Türk dilbilgisinin öğretiminde başarılı olunamayışının çok değişik neden­leri vardır. Önemli bir neden de, dil uzmanlarının hepsinin üzerinde görüş birliğine vardığı bir dilbilgisi yapıtının ortaya konulamamış olmasıdır. Tümcenin öğelerinden tutun da terimlerin adını koymaya değin türlü türlü sorunlar vardır.

Bu yazı, dilbilgisinin çelişkili konularından birini ele almaktadır: 3. Tekil kişi bildirme eki olarak bilinen "-dir" ve buna bağlı olarak "Durum Bileşik Zamanı".

Görebildiğimizce, bu konuya ilk kez değinen yazı Vecihe Hatiboğlu'nun Türk Dili'nin Mart 1953 sayısında yayımlanan "Türk Gramerinde Yeni Araştır­malar" başlıklı yazısıdır. Yazar, burada “-dir” ekinin kökenini, özellikle, Kaşgarlı'nın Divan'ından yararlanarak açıklar. Sonuçta, haklı olarak, “-dir” ekini bildirme eklerinden ayırır. Örneği şöyledir: hasta-y-ım, hasta-sın, hasta, hasta-y-ız, hasta-sın-ız, hasta. Yalnız, yazarın bir yanlışı vardır: " 'Gelecek' partisipiumu, aynen 'hasta' 'güzel' kelimeleri gibi sıfattır ve tıpkı onlar gibi, sentaks hususiyetiyle, hem sıfat, hem de fiil olarak kullanılır: 'gelecek tren', 'tren gelecek' ifadelerinde olduğu gibi." Bugün artık, bir sözcüğe tek başına "sıfat" demek yanlıştır. "Hasta" ve "güzel" tek başına addır. Ancak bir adın önünde nitelik bildirirlerse sıfat olurlar. "Gelecek" sözcüğü de ortaç (sıfat fiil) olursa, sıfat göreviyle kullanılabilir; ancak bu durumuyla o artık, eylemsidir. "Gelecek" sözcüğü, gelecek zamanın 3.tk. kişi çekimi olarak kullanılırsa, eylemdir. Yazarın yazısında bu durumların karıştırıldığı görülüyor. Demek ki kırk yıl önce, dilbilgimizde belirsizlikler daha çokmuş.

1953'te yayımlanan -bizim gördüğümüz- ikinci yazı da, Annemarie von Gabain'in Türk Dili Araştırmaları Yıllığı - Belleten (1953 ss. 16-28)'de yayım­lanan "Verbalkompositionen im Türkischen (Türkçede Fiil Birleşmeleri)" başlıklı makalesidir.
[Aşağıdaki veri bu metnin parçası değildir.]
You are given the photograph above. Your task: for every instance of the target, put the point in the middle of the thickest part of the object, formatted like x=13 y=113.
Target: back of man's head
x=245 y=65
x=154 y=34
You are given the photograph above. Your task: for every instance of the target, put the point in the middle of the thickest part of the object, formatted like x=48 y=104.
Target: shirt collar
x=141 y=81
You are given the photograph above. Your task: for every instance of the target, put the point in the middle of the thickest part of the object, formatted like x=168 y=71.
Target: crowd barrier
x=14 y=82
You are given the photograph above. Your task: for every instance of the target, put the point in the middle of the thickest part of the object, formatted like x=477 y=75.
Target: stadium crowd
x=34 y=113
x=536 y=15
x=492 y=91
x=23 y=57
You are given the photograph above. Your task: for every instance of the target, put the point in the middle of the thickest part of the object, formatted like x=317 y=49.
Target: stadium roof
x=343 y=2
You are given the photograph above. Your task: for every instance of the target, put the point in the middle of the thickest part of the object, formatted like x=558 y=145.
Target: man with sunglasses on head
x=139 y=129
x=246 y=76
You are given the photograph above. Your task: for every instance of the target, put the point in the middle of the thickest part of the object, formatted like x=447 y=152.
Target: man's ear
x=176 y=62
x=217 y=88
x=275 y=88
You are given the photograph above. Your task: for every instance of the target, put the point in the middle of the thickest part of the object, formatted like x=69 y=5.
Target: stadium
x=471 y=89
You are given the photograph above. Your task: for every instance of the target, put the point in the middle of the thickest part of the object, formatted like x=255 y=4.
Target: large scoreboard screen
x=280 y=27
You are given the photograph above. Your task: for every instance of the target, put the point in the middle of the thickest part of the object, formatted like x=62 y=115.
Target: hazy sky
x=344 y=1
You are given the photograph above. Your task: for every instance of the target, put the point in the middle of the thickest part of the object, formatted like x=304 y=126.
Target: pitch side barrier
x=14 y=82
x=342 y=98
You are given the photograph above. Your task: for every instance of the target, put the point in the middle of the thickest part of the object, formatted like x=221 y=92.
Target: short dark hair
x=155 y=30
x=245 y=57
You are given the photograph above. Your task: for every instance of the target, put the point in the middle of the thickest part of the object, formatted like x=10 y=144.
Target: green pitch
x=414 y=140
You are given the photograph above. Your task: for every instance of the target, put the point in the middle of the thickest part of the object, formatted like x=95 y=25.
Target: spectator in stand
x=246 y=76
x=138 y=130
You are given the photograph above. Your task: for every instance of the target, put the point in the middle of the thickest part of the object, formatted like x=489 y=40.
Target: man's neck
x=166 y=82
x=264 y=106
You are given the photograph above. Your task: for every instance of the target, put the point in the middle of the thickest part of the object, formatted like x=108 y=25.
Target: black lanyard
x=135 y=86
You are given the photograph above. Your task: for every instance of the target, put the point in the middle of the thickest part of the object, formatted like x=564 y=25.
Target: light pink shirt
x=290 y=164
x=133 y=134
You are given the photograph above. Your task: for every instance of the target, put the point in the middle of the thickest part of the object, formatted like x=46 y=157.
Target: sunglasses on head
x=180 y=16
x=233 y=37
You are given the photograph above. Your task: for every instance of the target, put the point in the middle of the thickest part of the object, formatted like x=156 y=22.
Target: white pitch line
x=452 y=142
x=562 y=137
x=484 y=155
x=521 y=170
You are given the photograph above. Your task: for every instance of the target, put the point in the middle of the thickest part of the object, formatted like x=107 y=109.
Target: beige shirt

Yazar, yardımcı eylemleri anlatırken “dur-” eyleminin ekleştiğini söyler; örneğin, sevmişim tur->sevmişimdir. "Bu +dır çok defa -mış, -acak ve -malı şekillerinin yalnız 3. şahıs işareti olarak kullanılır." der. Bu konuda ayrıntılı çalışmaları Türk meslektaşlarından beklediğini de ekler.

Gabain'in bu yazısı üzerine Hatiboğlu, Türk Dili'nin Eylül 1953 sayısında "(-dir) Eki Meselesi" başlıklı bir yazı yayımlar. Bu ekin "kat'i haber" ve "kuvvetli ihtimal" anlamları kattığını belirterek çeşitli tümce örnekleri verir. Verdiği örnekler, hep çekimli eylemlere bu ekin gelişiyle ilgilidir: yaptırmıştır, görmüşümdür, söylemişimdir, etmişizdir, kalmışızdır, duymuşsundur, gitmişsindir, bulunmuşsunuzdur.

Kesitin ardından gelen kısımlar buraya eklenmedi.